Star Mansion Master
Security checks across static analysis, malware telemetry, and agentic risk
Overview
This is a coherent instruction-only astrology and content-writing skill with no code, credentials, or network behavior; the main things to notice are local preference storage and optional social-media monetization wording.
This skill appears safe to use for astrology-style lookup and content drafting. Before installing, be aware that it may create or read local EXTEND.md preference files, and review any referenced external skill separately. Treat outputs as interpretive or entertainment content, not factual predictions or relationship decisions.
Static analysis
No static analysis findings were reported for this release.
VirusTotal
VirusTotal findings are pending for this skill version.
Risk analysis
Artifact-based informational review of SKILL.md, metadata, install specs, static scan signals, and capability signals. ClawScan does not execute the skill or run runtime probes.
Saved preferences such as platform, account name, persona, and monetization goals may be reused in later sessions and could affect generated content.
The skill intentionally loads and persists local preferences. This is aligned with customization, but project-level or user-level saved context can shape future responses.
Check EXTEND.md (priority: project → user) ... Found | Load → continue ... Not found | Run setup ... Save → continue
Review any EXTEND.md file before use, especially project-local copies, and avoid storing sensitive personal or business information there unless needed.
If the agent follows the referenced external skill, additional instructions outside this package may influence output formatting or behavior.

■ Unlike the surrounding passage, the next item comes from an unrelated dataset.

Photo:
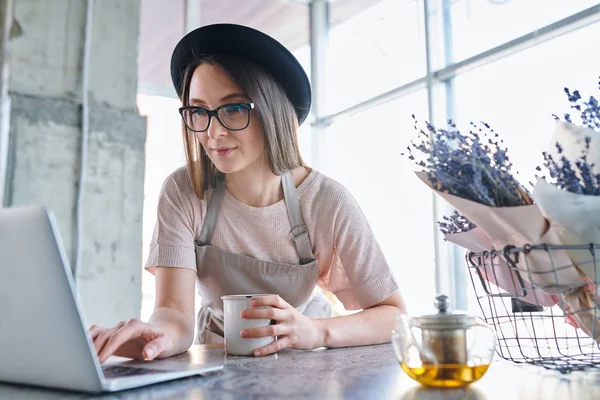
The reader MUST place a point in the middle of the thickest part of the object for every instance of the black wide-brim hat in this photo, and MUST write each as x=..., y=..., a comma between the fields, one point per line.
x=249, y=43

The skill points to another skill that is not included in the artifact set. This appears optional and purpose-aligned, but its behavior depends on that separate skill.
Follow `aura-content-strategist` skill for platform-specific formatting when creating XHS/Pinterest content.
Review and trust the referenced formatting skill separately before relying on it.
Generated replies may encourage followers to move into private messages or paid services.
The comment-reply workflow includes private-message and paid-reading funnel language. This is disclosed and aligned with the social media content purpose, but it is commercial influence wording.
"能帮我看看吗?" → 引导私信/付费
Use the monetization-style replies only when appropriate, and keep disclosures clear so followers understand they are receiving astrology-style content rather than guaranteed advice.